I guess I could be more specific about changing the rep ranges. Traditional periodization (IIRC, LoL) involves basically starting w/ lighter weights and more volume (basically, more hypertrophy focused) . . . then you transition into more of a strength phase where you're lifting heavier weights and doing fewer reps . . . and then you "convert" that new strength and size into power and build up to a new max single. So by the end, you're doing very little volume but using gut-busting weights whereas at the beginning you were doing lots of volume w/ moderate weight.
One problem w/ this approach is, there seems to be little "carry over" from one rep range to the next (e.g., improving your best set of 15 won't really improve your best set of 3). So while the goal is to hit a big single, why are you messing around w/ 10s? Another problem is that as you move from one rep range to the next, you're basically dropping the old rep range. So even if you get some adaptations, you may lose them b/c you'll go for several weeks w/out ever hitting them again.

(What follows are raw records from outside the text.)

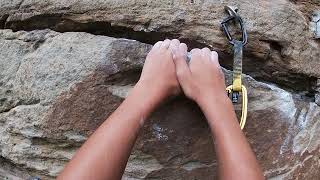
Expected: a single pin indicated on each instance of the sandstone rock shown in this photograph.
(281, 48)
(56, 88)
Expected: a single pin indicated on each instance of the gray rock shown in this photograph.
(57, 88)
(281, 48)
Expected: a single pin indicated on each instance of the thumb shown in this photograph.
(180, 60)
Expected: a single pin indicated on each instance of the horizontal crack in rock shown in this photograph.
(291, 81)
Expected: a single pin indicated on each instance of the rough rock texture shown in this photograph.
(281, 48)
(56, 88)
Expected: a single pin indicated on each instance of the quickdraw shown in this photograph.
(236, 88)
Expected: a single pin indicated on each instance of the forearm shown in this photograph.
(236, 159)
(104, 155)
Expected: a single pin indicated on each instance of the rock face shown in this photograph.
(57, 87)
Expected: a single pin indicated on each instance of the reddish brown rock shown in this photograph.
(56, 88)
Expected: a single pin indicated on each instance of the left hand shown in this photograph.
(159, 73)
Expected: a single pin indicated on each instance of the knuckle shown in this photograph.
(181, 72)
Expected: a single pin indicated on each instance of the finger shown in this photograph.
(174, 44)
(165, 44)
(157, 45)
(195, 50)
(214, 57)
(206, 52)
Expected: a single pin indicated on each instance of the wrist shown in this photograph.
(217, 109)
(212, 99)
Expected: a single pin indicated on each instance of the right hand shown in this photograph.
(203, 78)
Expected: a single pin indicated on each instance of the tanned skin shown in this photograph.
(105, 154)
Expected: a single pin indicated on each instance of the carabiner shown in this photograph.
(244, 104)
(234, 16)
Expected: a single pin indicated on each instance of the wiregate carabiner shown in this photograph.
(234, 16)
(236, 88)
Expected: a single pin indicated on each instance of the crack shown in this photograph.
(292, 81)
(19, 5)
(3, 20)
(21, 103)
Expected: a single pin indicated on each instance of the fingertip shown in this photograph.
(157, 44)
(195, 50)
(165, 44)
(183, 47)
(214, 56)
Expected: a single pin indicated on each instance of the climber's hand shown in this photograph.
(158, 73)
(203, 78)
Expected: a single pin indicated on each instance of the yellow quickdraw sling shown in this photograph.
(236, 88)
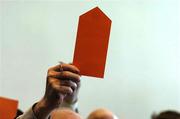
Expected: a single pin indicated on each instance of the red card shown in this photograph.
(92, 43)
(8, 108)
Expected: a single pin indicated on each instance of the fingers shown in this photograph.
(62, 87)
(66, 67)
(64, 75)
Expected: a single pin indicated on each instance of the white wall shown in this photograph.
(142, 73)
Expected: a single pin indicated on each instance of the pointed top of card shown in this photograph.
(92, 43)
(96, 13)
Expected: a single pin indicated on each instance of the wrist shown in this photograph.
(42, 110)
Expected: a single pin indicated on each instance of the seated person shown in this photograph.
(102, 113)
(167, 115)
(62, 86)
(65, 114)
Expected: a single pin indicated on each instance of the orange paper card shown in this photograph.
(92, 43)
(8, 108)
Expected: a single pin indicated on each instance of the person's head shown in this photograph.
(101, 113)
(65, 114)
(169, 114)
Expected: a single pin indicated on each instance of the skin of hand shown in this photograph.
(63, 82)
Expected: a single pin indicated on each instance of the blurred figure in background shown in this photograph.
(169, 114)
(19, 112)
(102, 113)
(65, 114)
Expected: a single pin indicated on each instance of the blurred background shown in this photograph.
(143, 63)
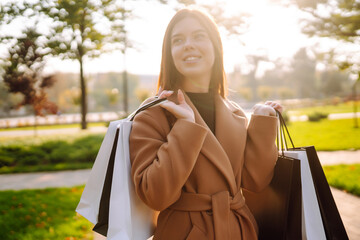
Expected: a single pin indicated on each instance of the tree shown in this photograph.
(23, 73)
(80, 30)
(339, 20)
(303, 74)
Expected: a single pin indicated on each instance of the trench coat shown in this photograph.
(195, 178)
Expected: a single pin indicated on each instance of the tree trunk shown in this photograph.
(83, 95)
(35, 124)
(125, 93)
(356, 124)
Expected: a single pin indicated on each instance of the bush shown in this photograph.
(317, 116)
(81, 150)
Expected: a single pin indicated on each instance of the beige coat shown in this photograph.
(194, 178)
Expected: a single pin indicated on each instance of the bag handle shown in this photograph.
(282, 134)
(146, 106)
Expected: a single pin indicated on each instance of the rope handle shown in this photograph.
(282, 134)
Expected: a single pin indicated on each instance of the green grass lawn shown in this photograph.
(50, 213)
(42, 214)
(345, 177)
(58, 126)
(340, 108)
(326, 135)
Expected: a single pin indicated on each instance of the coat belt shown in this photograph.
(220, 203)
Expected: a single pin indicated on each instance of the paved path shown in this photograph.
(347, 204)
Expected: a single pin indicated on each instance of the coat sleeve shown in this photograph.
(260, 153)
(162, 158)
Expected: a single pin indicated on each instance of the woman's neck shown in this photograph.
(196, 84)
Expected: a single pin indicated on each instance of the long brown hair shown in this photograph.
(170, 77)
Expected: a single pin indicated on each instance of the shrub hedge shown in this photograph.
(80, 150)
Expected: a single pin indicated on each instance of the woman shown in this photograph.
(192, 155)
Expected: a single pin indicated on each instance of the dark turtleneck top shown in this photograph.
(205, 104)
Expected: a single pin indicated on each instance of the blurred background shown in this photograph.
(68, 68)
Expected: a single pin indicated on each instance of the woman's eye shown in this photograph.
(200, 36)
(176, 40)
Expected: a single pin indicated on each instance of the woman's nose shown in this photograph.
(188, 43)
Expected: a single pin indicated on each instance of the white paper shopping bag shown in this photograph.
(312, 225)
(89, 203)
(129, 217)
(110, 188)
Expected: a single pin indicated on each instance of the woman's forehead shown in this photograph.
(187, 25)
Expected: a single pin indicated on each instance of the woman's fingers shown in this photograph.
(181, 110)
(275, 105)
(181, 97)
(165, 94)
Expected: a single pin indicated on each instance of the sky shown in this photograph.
(274, 31)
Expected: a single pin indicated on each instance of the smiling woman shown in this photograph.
(192, 154)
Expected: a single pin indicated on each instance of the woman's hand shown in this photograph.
(181, 110)
(267, 109)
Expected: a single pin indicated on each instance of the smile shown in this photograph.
(191, 58)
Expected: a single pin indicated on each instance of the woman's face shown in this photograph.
(191, 49)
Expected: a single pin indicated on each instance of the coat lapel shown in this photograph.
(212, 148)
(230, 131)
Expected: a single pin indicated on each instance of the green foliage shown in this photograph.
(50, 154)
(317, 116)
(42, 214)
(345, 107)
(326, 135)
(345, 177)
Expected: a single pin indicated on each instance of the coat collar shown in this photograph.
(219, 148)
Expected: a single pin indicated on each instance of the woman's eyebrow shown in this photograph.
(193, 32)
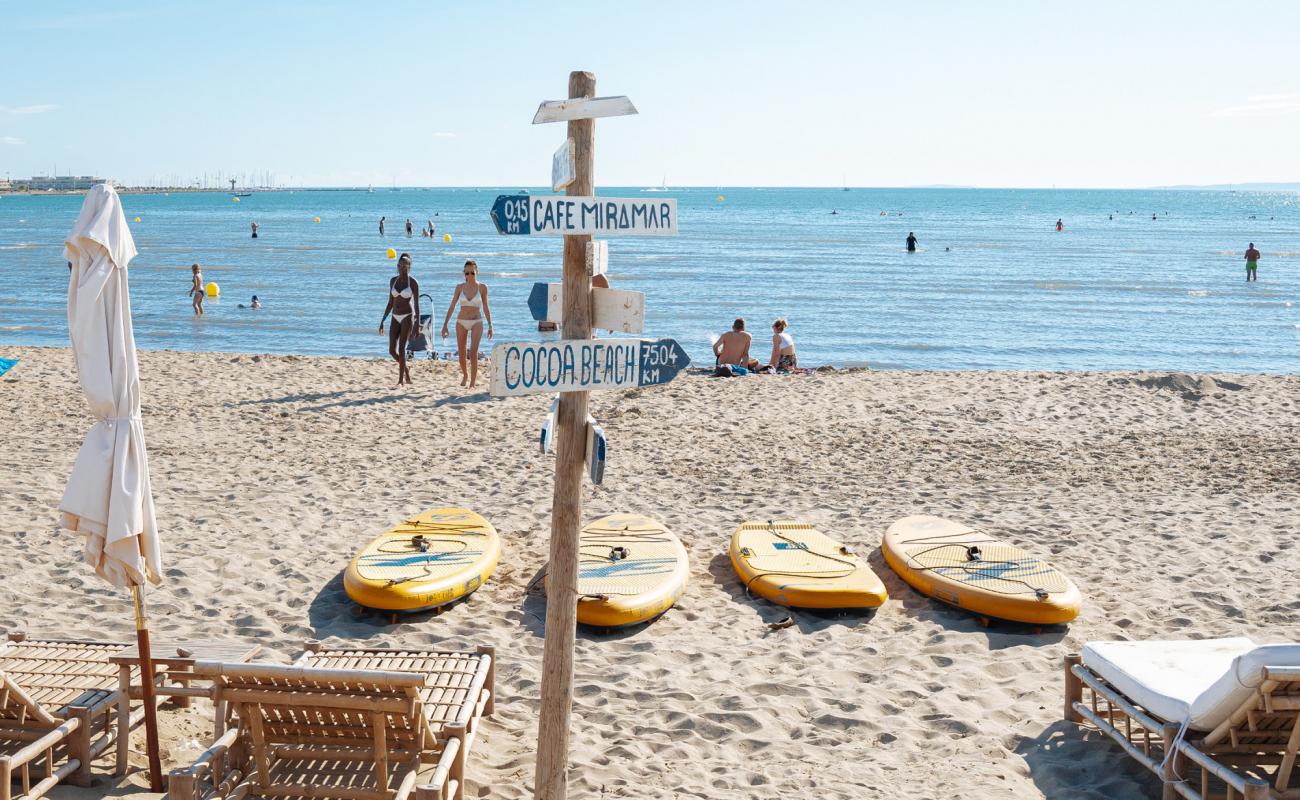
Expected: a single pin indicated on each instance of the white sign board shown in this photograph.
(597, 258)
(562, 165)
(584, 366)
(583, 108)
(562, 215)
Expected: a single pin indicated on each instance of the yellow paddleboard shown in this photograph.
(794, 565)
(971, 570)
(631, 569)
(424, 562)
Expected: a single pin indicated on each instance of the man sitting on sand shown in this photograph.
(732, 347)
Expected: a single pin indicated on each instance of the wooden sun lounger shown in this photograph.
(1248, 756)
(57, 712)
(355, 725)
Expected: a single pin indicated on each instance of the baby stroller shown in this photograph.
(423, 334)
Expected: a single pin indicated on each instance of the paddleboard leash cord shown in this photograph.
(974, 563)
(815, 575)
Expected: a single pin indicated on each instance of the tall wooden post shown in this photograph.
(551, 779)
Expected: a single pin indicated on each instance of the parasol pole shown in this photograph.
(151, 721)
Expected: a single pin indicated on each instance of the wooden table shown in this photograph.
(176, 658)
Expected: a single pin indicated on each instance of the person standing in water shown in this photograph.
(469, 321)
(404, 305)
(196, 289)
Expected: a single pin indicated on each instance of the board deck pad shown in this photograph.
(794, 565)
(970, 569)
(631, 569)
(425, 561)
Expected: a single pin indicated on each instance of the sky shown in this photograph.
(729, 94)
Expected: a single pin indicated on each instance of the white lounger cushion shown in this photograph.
(1204, 679)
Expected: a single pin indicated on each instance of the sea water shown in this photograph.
(992, 285)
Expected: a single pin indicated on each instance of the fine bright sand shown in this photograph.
(1170, 500)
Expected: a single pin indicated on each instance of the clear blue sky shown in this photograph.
(774, 94)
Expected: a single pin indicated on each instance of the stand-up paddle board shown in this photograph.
(971, 570)
(794, 565)
(424, 562)
(631, 570)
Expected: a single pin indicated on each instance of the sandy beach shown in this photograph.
(1170, 500)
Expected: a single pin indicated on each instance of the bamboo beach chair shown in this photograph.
(1212, 718)
(59, 704)
(355, 731)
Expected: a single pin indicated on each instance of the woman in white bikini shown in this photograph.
(196, 289)
(469, 321)
(404, 305)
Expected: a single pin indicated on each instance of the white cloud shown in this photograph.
(1264, 106)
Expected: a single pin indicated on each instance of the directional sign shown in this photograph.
(584, 366)
(560, 215)
(597, 258)
(611, 308)
(596, 444)
(562, 165)
(583, 108)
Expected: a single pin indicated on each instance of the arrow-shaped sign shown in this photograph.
(611, 308)
(583, 108)
(584, 366)
(562, 215)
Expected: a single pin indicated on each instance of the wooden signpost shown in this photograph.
(568, 215)
(575, 366)
(611, 308)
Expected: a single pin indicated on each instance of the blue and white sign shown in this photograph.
(584, 366)
(562, 215)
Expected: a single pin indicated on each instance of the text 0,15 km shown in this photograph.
(584, 364)
(559, 215)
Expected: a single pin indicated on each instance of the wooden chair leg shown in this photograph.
(1073, 688)
(78, 744)
(490, 684)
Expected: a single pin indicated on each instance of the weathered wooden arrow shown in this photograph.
(583, 108)
(611, 308)
(584, 366)
(563, 215)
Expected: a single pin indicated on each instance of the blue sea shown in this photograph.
(993, 285)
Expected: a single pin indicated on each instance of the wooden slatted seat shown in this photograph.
(364, 727)
(57, 712)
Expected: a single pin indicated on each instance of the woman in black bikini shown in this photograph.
(404, 305)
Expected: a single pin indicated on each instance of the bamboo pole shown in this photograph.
(550, 779)
(151, 721)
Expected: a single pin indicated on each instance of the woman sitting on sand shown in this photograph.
(404, 305)
(196, 289)
(469, 321)
(783, 349)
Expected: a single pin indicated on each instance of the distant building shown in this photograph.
(63, 182)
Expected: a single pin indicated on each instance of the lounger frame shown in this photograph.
(1249, 756)
(350, 723)
(59, 703)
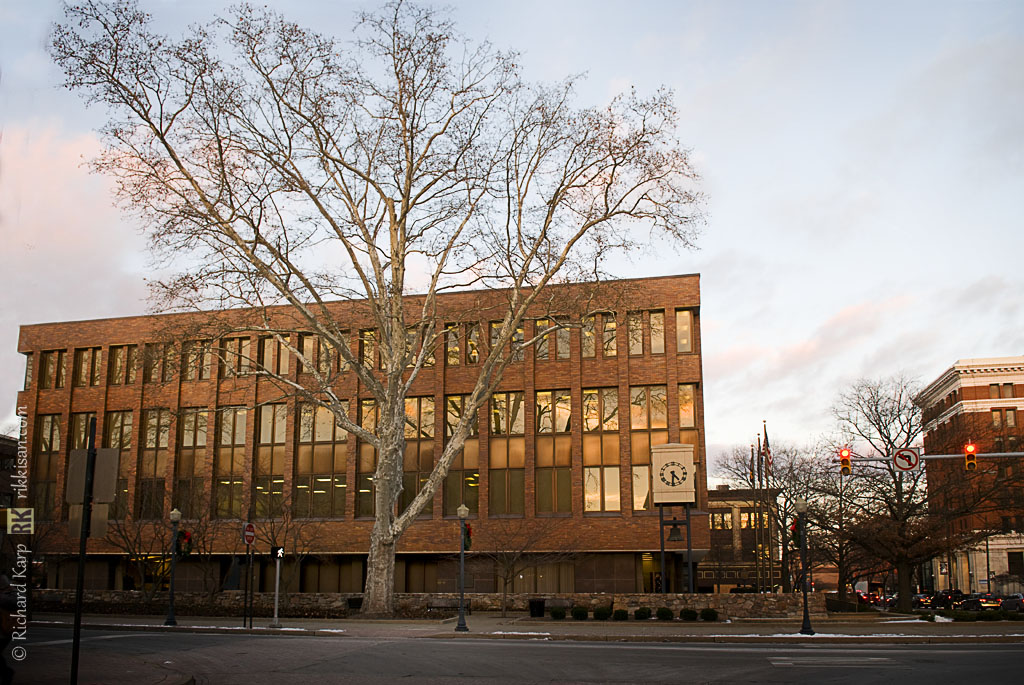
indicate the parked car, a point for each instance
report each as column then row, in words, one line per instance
column 921, row 601
column 1013, row 602
column 946, row 599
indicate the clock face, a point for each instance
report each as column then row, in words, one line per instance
column 673, row 474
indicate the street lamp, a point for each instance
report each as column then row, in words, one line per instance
column 175, row 519
column 463, row 512
column 801, row 506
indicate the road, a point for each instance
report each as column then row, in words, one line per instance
column 111, row 657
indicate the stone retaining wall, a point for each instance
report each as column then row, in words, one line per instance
column 336, row 605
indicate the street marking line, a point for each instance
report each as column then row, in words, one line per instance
column 98, row 637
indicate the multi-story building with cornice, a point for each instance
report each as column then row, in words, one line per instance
column 564, row 443
column 981, row 401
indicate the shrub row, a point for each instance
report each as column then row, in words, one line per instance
column 642, row 613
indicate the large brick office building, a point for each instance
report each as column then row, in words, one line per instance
column 566, row 436
column 980, row 400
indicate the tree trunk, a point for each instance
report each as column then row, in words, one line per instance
column 904, row 579
column 378, row 599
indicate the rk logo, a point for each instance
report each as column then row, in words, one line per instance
column 20, row 522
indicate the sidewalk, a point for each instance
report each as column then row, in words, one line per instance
column 881, row 630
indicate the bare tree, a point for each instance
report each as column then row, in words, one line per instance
column 902, row 518
column 146, row 547
column 515, row 545
column 274, row 165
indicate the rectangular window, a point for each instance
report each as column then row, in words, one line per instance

For example, let's say you work sets of 10 in weeks 1 & 2, well by weeks 7 & 8, you're no longer doing 10s and there's a good possibility those adaptations disappear between weeks 2 and 8.
So those are some problems w/ rotating rep ranges in a weekly block fashion. The 5x5 as set out on madcow's site has you rotating DURING the week a little bit, in that you're hitting a heavy triple on one day and a heavy 5 on another (or multiple sets of 5). Plus, yo'ure doing some backoff sets so you're keeping some adaptations from the higher rep range each week. IMO, it's the best of all worlds really. But, I'd have to look at the BFS exactly to see how they rotate the reps and how they structure it both within each week and across several weeks. It's a good program, from what I've heard. Again: logical progressive training w/ non-stupid lifts.